Un funcionario del Ministerio de Agricultura de Japón afirmó que “no existe riesgo de extinción vinculado al comercio internacional”, argumentando que las poblaciones de anguila japonesa han mostrado signos de recuperación desde la década de 1990 y que el desarrollo de la acuicultura ha reducido significativamente la presión sobre las anguilas juveniles, conocidas como glass eels, que se utilizan para repoblar las granjas.

El gobierno japonés también advirtió que una regulación excesiva podría provocar un aumento en el precio de las glass eels, lo que a su vez incentivaría la pesca ilegal y el contrabando.

La propuesta europea busca incluir a las 19 especies y subespecies de anguila en el Apéndice II del convenio, categoría que no prohíbe el comercio internacional, pero sí lo somete a estricta regulación para evitar que las especies se vean amenazadas.
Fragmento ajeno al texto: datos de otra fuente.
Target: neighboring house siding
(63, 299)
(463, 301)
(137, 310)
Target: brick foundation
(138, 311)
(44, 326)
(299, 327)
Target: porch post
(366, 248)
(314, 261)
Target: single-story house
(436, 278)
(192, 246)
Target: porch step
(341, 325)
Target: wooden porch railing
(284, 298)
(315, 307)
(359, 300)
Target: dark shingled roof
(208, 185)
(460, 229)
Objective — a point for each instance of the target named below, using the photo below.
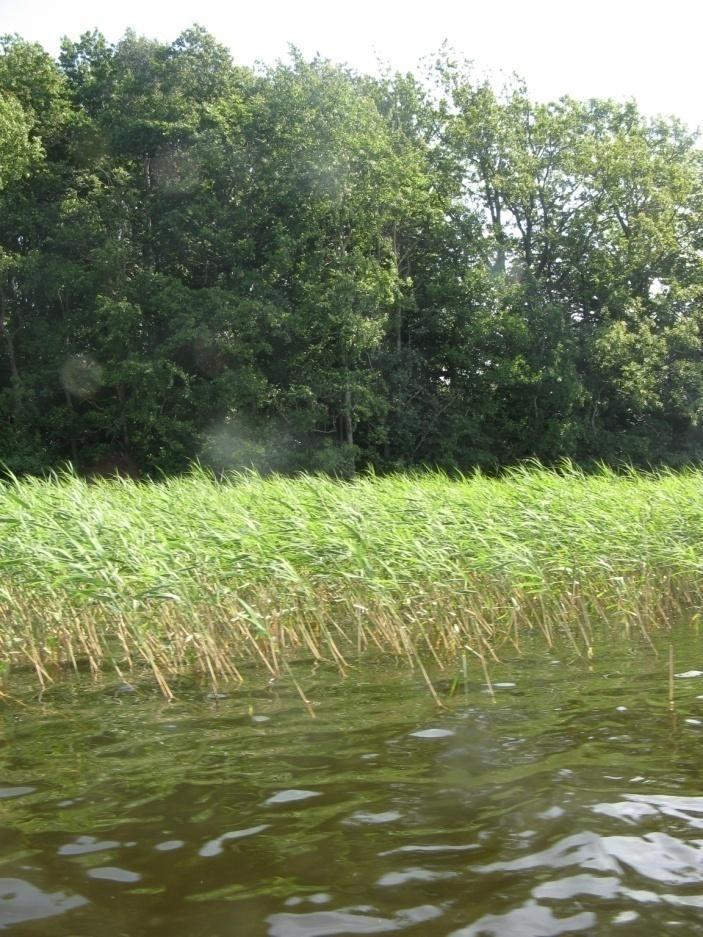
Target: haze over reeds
(197, 575)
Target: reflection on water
(571, 803)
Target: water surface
(572, 803)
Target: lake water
(570, 804)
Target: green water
(573, 803)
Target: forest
(297, 267)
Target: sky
(623, 49)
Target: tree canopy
(302, 267)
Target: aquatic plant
(194, 574)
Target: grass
(195, 575)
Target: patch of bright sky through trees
(602, 48)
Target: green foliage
(302, 268)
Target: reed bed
(198, 575)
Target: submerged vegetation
(194, 575)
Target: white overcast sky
(587, 48)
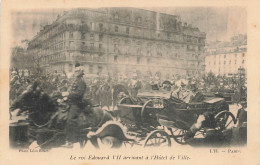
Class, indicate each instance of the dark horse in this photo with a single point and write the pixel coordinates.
(47, 120)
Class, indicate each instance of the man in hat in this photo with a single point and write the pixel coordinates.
(76, 92)
(182, 92)
(134, 86)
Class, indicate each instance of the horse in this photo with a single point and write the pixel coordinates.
(48, 120)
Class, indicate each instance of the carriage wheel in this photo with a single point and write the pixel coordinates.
(158, 138)
(125, 100)
(145, 115)
(224, 120)
(178, 135)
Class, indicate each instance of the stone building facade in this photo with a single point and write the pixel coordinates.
(116, 41)
(225, 58)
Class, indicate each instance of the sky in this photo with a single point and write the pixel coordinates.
(219, 23)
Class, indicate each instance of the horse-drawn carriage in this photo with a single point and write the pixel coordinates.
(156, 116)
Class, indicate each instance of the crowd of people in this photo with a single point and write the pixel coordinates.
(104, 90)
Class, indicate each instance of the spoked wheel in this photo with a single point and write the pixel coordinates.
(178, 135)
(158, 138)
(145, 114)
(225, 120)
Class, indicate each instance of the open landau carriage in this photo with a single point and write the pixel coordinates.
(155, 116)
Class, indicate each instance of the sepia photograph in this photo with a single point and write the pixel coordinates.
(122, 77)
(151, 83)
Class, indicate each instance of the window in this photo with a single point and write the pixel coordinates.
(92, 36)
(127, 59)
(169, 36)
(92, 45)
(100, 69)
(71, 35)
(139, 20)
(115, 47)
(148, 60)
(115, 58)
(100, 46)
(116, 28)
(127, 30)
(92, 26)
(83, 36)
(116, 16)
(70, 67)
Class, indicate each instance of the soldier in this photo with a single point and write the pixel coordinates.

Cabe destacar que la anguila europea ya está incluida en este apéndice desde 2007, también a propuesta de la UE, debido a su estado crítico.

Bruselas defiende la ampliación de la medida afirmando que las poblaciones globales de anguila han disminuido considerablemente en las últimas décadas y que el comercio no regulado contribuye a esa presión. En contraste, Japón insiste en que la propuesta no toma en cuenta los esfuerzos locales de conservación ni los avances tecnológicos en cría y cultivo.

La tensión por esta iniciativa anticipa un intenso debate en la próxima cumbre del CITES, donde chocarán intereses ecológicos y comerciales en torno a un recurso que, además de su valor económico, tiene una profunda importancia cultural en varios países asiáticos.